More important than the cameras themselves are the policies put into place around the use of these devices.  If police officers are allowed to turn them on and off at will, if the video is not preserved in ways that prevent it’s destruction or alteration or if the footage is not available through public data requests, then these devices are useless as a tool for police accountability.  Bear in mind that one of the two officers who killed James Boyd, a mentally ill homeless man sleeping in the hills near Albuquerque, NM, turned off his body cam right before shooting Boyd, yet was never disciplined.  Without good policies and serious consequences for violating them, Obama’s proposal is little more than an early holiday gift for TASER International and the rest of the corporations peddling these body cams as the miracle cure for police brutality.
 
Finally, as St.
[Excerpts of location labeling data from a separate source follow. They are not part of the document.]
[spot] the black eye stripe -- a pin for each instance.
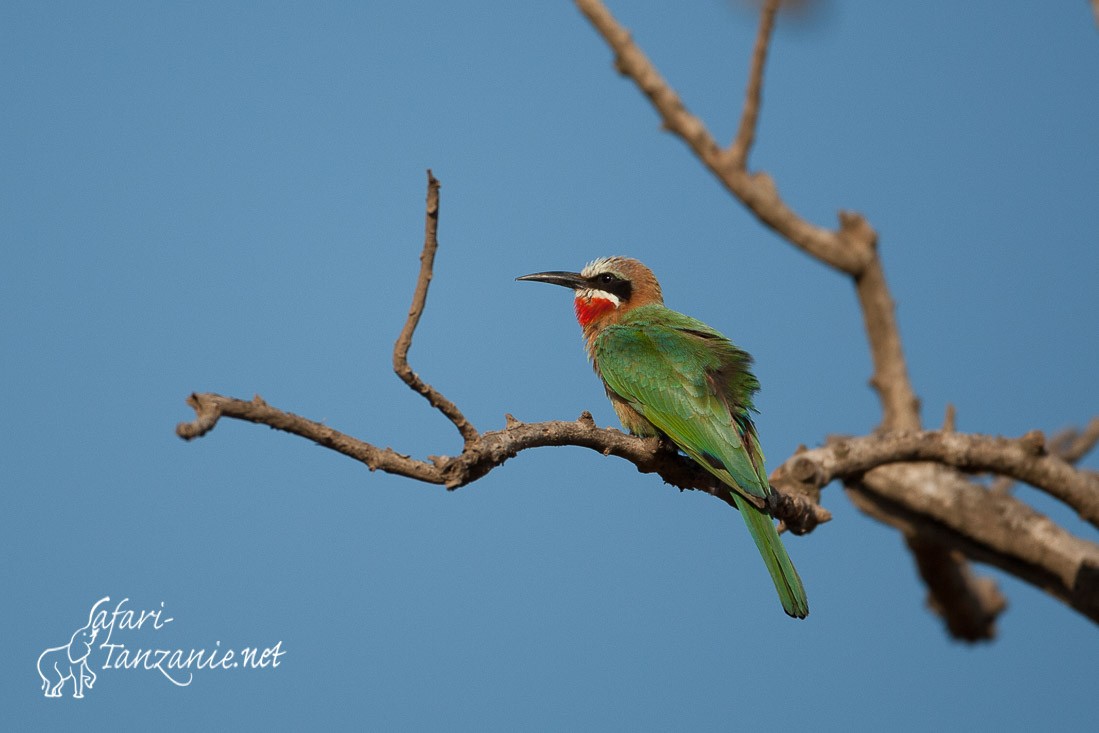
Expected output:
(612, 284)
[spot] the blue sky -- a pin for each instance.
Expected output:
(229, 197)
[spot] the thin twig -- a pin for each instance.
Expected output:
(419, 298)
(745, 133)
(798, 511)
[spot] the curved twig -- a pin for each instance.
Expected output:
(419, 298)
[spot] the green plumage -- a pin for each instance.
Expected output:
(680, 377)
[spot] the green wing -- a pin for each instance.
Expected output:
(694, 385)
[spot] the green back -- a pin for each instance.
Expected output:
(694, 384)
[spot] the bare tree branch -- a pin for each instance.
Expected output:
(800, 512)
(1024, 458)
(988, 528)
(745, 134)
(419, 298)
(852, 248)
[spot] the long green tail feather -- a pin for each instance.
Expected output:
(787, 581)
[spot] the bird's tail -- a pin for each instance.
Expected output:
(787, 581)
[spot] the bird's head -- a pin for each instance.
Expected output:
(606, 289)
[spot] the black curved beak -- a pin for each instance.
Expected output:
(565, 279)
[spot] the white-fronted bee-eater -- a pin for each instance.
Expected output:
(668, 374)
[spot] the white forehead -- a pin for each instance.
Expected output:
(597, 266)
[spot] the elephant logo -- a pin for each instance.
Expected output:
(59, 664)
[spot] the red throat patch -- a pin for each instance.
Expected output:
(589, 309)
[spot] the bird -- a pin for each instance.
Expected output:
(670, 375)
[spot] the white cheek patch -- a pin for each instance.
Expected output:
(588, 293)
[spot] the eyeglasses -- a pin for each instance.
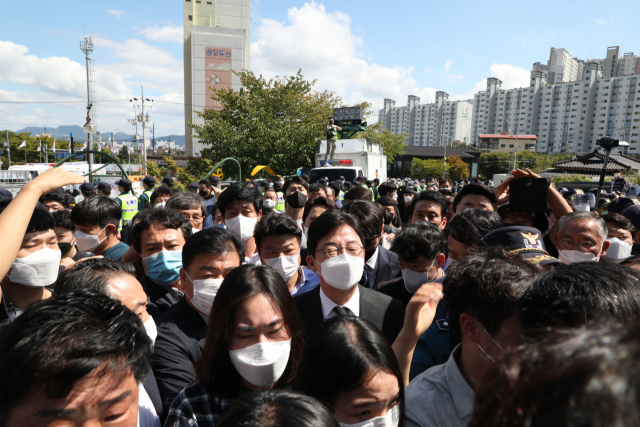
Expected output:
(196, 218)
(583, 246)
(352, 249)
(519, 216)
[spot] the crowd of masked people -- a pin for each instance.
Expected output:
(367, 303)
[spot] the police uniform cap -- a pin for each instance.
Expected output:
(519, 239)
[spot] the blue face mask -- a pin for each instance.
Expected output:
(164, 267)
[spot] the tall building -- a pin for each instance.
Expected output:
(429, 124)
(217, 41)
(566, 117)
(561, 67)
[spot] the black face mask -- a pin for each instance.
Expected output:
(297, 200)
(64, 248)
(388, 217)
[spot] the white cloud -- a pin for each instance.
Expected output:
(116, 13)
(129, 64)
(169, 33)
(604, 21)
(303, 43)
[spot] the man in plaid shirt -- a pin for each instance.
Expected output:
(619, 183)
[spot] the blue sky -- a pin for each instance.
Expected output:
(361, 50)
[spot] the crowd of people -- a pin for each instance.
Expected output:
(398, 303)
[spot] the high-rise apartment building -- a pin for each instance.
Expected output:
(429, 124)
(217, 41)
(566, 117)
(561, 67)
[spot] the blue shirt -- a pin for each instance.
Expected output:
(116, 252)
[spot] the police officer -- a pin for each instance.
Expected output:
(148, 182)
(280, 205)
(129, 205)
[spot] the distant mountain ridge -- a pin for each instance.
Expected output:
(63, 130)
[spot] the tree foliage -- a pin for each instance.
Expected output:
(455, 168)
(274, 122)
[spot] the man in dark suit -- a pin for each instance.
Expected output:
(420, 251)
(157, 232)
(207, 258)
(336, 254)
(380, 265)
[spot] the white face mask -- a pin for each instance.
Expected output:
(286, 266)
(413, 279)
(343, 271)
(37, 270)
(618, 251)
(262, 364)
(390, 419)
(204, 292)
(569, 257)
(581, 207)
(150, 328)
(88, 242)
(242, 226)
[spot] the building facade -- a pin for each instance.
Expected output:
(429, 124)
(566, 117)
(506, 143)
(217, 41)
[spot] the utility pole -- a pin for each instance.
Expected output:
(86, 46)
(6, 138)
(144, 138)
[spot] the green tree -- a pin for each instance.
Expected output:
(274, 122)
(392, 143)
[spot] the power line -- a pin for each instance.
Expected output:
(60, 102)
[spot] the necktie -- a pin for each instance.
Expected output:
(341, 311)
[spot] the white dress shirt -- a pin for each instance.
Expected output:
(327, 305)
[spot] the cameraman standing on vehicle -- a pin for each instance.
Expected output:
(332, 136)
(618, 183)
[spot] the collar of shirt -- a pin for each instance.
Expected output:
(327, 305)
(301, 280)
(254, 259)
(373, 260)
(461, 393)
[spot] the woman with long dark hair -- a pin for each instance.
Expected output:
(350, 367)
(254, 341)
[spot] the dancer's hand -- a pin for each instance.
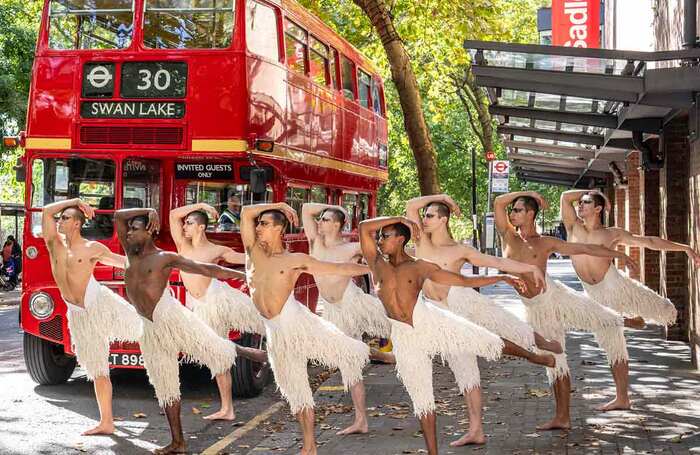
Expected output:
(538, 275)
(153, 222)
(86, 209)
(694, 256)
(516, 283)
(209, 210)
(414, 227)
(631, 265)
(290, 213)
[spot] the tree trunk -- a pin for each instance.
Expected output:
(473, 96)
(409, 94)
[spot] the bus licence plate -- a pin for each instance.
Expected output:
(126, 360)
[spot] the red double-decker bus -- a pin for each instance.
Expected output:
(161, 103)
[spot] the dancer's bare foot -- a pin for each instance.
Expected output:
(471, 438)
(102, 428)
(543, 359)
(635, 323)
(173, 447)
(356, 428)
(556, 424)
(222, 415)
(551, 346)
(616, 404)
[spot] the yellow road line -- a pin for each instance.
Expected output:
(240, 432)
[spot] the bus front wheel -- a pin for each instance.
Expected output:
(46, 362)
(250, 378)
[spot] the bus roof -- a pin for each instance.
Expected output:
(319, 28)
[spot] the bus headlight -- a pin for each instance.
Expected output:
(32, 252)
(41, 305)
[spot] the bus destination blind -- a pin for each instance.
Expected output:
(133, 109)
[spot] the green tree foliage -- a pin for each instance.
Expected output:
(433, 32)
(19, 23)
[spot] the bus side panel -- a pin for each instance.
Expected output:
(268, 99)
(54, 97)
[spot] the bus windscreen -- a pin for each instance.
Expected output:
(188, 24)
(91, 24)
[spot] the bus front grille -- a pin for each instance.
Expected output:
(136, 135)
(52, 329)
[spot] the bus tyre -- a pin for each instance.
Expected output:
(250, 378)
(47, 363)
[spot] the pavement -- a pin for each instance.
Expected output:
(665, 393)
(665, 417)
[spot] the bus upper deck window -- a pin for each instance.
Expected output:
(363, 85)
(261, 30)
(297, 43)
(348, 70)
(90, 24)
(188, 24)
(318, 62)
(92, 180)
(376, 101)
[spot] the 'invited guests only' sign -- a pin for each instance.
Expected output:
(576, 23)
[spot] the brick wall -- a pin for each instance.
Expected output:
(620, 209)
(694, 221)
(649, 224)
(674, 211)
(632, 202)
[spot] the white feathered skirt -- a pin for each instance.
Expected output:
(357, 313)
(631, 298)
(560, 308)
(436, 331)
(106, 317)
(175, 330)
(297, 335)
(481, 310)
(224, 308)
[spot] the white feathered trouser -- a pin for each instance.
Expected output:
(481, 310)
(297, 335)
(106, 317)
(438, 332)
(631, 298)
(357, 313)
(560, 308)
(175, 330)
(224, 308)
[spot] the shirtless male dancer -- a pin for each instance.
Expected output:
(294, 333)
(601, 279)
(220, 306)
(168, 327)
(345, 305)
(437, 245)
(96, 315)
(559, 308)
(421, 330)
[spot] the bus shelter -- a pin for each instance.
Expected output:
(569, 116)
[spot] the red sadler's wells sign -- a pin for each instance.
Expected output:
(576, 23)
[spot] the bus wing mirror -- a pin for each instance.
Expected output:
(258, 181)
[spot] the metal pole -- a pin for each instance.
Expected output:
(475, 269)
Louis University law professor Justin Hansford aptly points out, even with video evidence such as in the Eric Garner case, the laws are heavily stacked against ever holding police accountable.
 
Police-Community Relations vs. Police Accountability
 
All of these reform efforts center on improving what politicians like to call “police-community relations.”  In fact, Obama stated that he formed his task force to “tackle simmering distrust” between law enforcement and the community.  While this sounds good on the surface, it is faulty framing.  This framing proposes that if police and the community could just get along better, the problem would be solved.  It also places half the responsibility for the problem on the community, when we have little control over police descending on our streets in tanks and armored vehicles, wearing riot gear and carrying high-powered weapons, or violating people’s rights—and bodies—with impunity.
 
As activists addressing a thorny problem of state power, we need to be clear.  The issue is police abuse of authority, the oppression that underpins it, and the lack of accountability that encourages it.  No amount of “dialogue” or other relationship-building measures will improve this because “relations” aren’t the underlying cause of the problem except, perhaps, relationships with people in power who benefit from the current police state.
 
What is Needed NOW
 
It has become clear very quickly that Obama put together his task force with a particular outcome in mind.  The task force has no members who are known activists on police accountability and, given the rapid time line and proposals under consideration, is a PR move to pacify the public while limiting the parameters of the debate and only allowing consideration of “solutions” that pose no threat to the police state.
 
The sudden upsurge in interest in the issue of police accountability brings many new voices to the movement but the solutions that matter most to the community are at risk of getting lost unless we can quickly come together as a movement and coalesce around a community agenda.  This agenda doesn’t have to be long or detailed.  Pushing for four or five solid proposals would give the movement an opportunity to get out ahead of Task Force efforts to narrow solutions to only what they propose.  Now is the time for the main national coalitions on police accountability (October 22 Coalition and National Copwatch Coalition) as well as groups such as the National Lawyers Guild, ACLU and others with history in this movement to work together to provide an infrastructure for new and veteran activists to craft and advance this community agenda.
 
Now is the time to seize the moment.  Let’s not squander this opportunity to bring forth concrete, effective solutions to address the issue of police abuse.